De acordo com a reportagem do Estado, baseada nas investigações, em 2018, o Hospital de Carapicuíba era gerido pela OSS São Camilo e seu contrato só deveria terminar em dezembro. No entanto, em 30 de julho, a secretaria publicou uma resolução – que não passou por nenhuma consultoria jurídica da pasta – na qual convocava entidades privadas para assumir a gestão do hospital com apenas 10 dias de prazo para manifestação de interesse. Somente três entidades apresentaram propostas, entre elas a OSS Pacaembu, que não fez nenhuma visita técnica ao hospital.

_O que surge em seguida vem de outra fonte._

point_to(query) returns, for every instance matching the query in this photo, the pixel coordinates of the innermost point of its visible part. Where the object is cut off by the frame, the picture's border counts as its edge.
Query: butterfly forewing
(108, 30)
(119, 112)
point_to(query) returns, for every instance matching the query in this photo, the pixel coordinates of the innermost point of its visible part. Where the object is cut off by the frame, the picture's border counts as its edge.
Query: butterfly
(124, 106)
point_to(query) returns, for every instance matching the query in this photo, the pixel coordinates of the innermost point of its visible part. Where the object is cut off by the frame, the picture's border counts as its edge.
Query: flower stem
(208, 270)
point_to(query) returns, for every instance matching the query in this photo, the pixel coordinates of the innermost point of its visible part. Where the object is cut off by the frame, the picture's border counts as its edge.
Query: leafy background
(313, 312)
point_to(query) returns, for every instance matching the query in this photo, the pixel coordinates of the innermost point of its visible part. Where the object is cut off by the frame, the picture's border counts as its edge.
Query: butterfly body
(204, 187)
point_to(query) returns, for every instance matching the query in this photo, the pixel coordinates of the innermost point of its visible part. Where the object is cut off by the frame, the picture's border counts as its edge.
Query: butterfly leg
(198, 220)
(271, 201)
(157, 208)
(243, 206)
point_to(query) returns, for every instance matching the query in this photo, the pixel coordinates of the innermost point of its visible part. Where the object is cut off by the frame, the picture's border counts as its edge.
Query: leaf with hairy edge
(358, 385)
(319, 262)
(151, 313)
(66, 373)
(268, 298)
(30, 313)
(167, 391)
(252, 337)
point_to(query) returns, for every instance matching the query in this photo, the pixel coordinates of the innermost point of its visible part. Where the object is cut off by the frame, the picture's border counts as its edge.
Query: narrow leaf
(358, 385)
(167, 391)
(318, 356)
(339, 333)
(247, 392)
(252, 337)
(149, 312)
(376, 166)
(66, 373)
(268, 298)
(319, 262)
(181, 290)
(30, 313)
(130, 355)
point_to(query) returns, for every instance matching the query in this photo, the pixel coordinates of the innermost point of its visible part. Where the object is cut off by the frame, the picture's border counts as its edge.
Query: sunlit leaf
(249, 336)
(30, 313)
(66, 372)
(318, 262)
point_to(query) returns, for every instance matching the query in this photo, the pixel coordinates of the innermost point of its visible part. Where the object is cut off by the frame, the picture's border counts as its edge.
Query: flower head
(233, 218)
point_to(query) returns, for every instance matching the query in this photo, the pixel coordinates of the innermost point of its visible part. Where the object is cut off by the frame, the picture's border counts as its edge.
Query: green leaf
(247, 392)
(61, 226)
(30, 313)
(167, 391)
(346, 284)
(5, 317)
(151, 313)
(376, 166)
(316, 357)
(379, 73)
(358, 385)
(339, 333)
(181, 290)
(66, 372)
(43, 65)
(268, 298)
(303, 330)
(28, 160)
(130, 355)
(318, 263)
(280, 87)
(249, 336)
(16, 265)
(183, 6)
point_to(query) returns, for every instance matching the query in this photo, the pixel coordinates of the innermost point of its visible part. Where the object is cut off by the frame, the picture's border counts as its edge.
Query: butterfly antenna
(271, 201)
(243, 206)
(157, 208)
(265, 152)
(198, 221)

Ainda de acordo com a reportagem, a área técnica da secretaria apontava que a OSS Pacaembru não atendia às exigências do edital, enquanto a São Camilo teria apresentado proposta adequada, mas com valores maiores. A organização social aceitou diminuí-lo, relatando a nova proposta em documento, mas que  não foi anexado ao processo.

No mesmo dia, Otto contratou a OSS Pacaembu. Coube a  Cleudson chamar para administrar o hospital Fernando de Carvalho, que, de acordo com as interceptações telefônicas feitas pela Polícia Civil, era quem arrecadava dinheiro desviado para Cleudson. Carvalho contratou a médica Maria Paula Loureiro de Oliveira Pereira como diretora do hospital. Ela fechou uma delação premiada com o Ministério Público.

As informações são do jornal O Estado de S. Paulo.